From the press statement on behalf of those arrested:
“Today at 7:43am, four community activists were arrested in downtown Asheville while attempting to remove the controversial Robert E. Lee Monument that sits in front of the Vance Monument. Organizers released the following statement to contextualize their action:
Saturday will mark a week since Heather Heyer was murdered in Charlottesville while resisting white supremacists who came to defend the Robert E. Lee monument. Heather’s death comes after years of black people being slaughtered by the police and white silence in the face of institutionalized violence.
One of the calls to action made by Charlottesville organizers was to remove all confederate monuments. Today, organizers in Asheville made the decision to answer that call by attempting to remove our Robert E. Lee monument.
We understand that the removal of this monument would be symbolic of removing white supremacy from the very center of our City. We know that this must be connected to the deep work of ending systemic racism and white supremacy culture here.
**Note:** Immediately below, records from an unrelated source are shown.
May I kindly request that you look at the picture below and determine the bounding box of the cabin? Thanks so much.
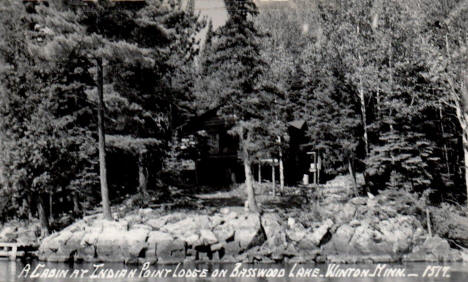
[182,109,313,186]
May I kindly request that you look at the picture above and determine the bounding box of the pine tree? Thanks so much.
[197,0,269,212]
[1,0,203,221]
[0,0,98,233]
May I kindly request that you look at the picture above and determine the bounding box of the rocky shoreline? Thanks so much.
[36,191,466,264]
[2,189,467,265]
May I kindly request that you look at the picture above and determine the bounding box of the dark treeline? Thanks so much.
[0,0,467,236]
[0,0,204,234]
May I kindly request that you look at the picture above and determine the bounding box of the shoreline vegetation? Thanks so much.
[3,178,468,265]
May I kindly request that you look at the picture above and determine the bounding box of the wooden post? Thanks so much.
[194,162,199,185]
[277,136,284,193]
[272,162,276,196]
[313,152,317,185]
[9,245,17,261]
[258,163,262,183]
[279,156,284,193]
[426,208,432,237]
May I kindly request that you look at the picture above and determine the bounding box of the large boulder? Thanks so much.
[286,220,307,242]
[123,228,150,262]
[95,231,126,262]
[39,224,86,262]
[200,229,218,245]
[61,231,86,261]
[213,224,235,243]
[39,229,79,262]
[146,231,173,263]
[144,213,186,230]
[146,231,188,264]
[323,224,355,254]
[377,216,417,254]
[350,222,393,255]
[307,219,333,246]
[404,236,462,262]
[228,213,266,253]
[79,226,101,261]
[324,215,421,258]
[334,203,356,224]
[431,207,468,248]
[39,232,63,260]
[156,238,185,264]
[261,213,287,249]
[161,215,210,235]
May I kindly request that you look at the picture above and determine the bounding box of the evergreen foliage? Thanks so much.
[1,0,468,228]
[195,0,271,211]
[0,0,204,227]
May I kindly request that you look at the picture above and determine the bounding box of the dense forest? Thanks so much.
[0,0,467,237]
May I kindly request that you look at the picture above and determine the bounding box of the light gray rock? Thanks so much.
[200,229,218,245]
[228,213,265,252]
[261,213,286,248]
[307,218,333,245]
[324,215,420,257]
[287,218,296,228]
[124,228,149,259]
[156,238,185,264]
[213,225,235,242]
[162,215,210,235]
[145,231,173,263]
[404,236,462,262]
[95,230,126,262]
[323,224,354,254]
[183,232,200,246]
[286,229,306,242]
[335,203,356,223]
[130,224,152,231]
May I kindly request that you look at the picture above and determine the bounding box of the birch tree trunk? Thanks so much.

Those arrested included Hillary Brown, Rev. Amy Cantrell, Adrienne Sigmon and Nicole Townsend. As of 9am, all four were freed.”
Of course there are hipster cops in Asheville.
Fortunately, the four were only charged with misdemeanors, however they have all been doxxed by white supremacists and are now receiving death threats as a further statement has outlined:
“Last summer, in the midst of the campaign that surrounded the murder of Jerry Williams by Asheville police, organizers received death threats, were harassed and followed by nazis, fascists, and white supremacists. We kept quiet about those threats because we needed folks to focus on Jerry’s family and the work that was being done to hold police accountable. I now think our silence was a mistake. We supported one another. But folks were deeply traumatized by the violence and, perhaps even more so, by the isolation we all felt in witnessing or experiencing the trauma without community support.
The four people involved in the action to remove the Robert E. Lee monument in Pack Square are being doxxed by white supremacists (doxxing means publishing all contact info including home addresses, phone numbers, and work places of a person online and other public forums). We are also receiving death threats.
Asheville has a problem with complicity in systematic oppression. It has a problem with white silence. But it also has its fair share of violent racists who are highly invested in scaring and harming people of color, queer people, jewish and muslim folks, and anyone who works directly on their behalf.
We need you to speak up. We need you to talk to us about why we are doing the work we’re doing. We need you to oppose, in word and deed, the systems and people who are harming the most marginalized. We need you to understand the urgency and act accordingly.”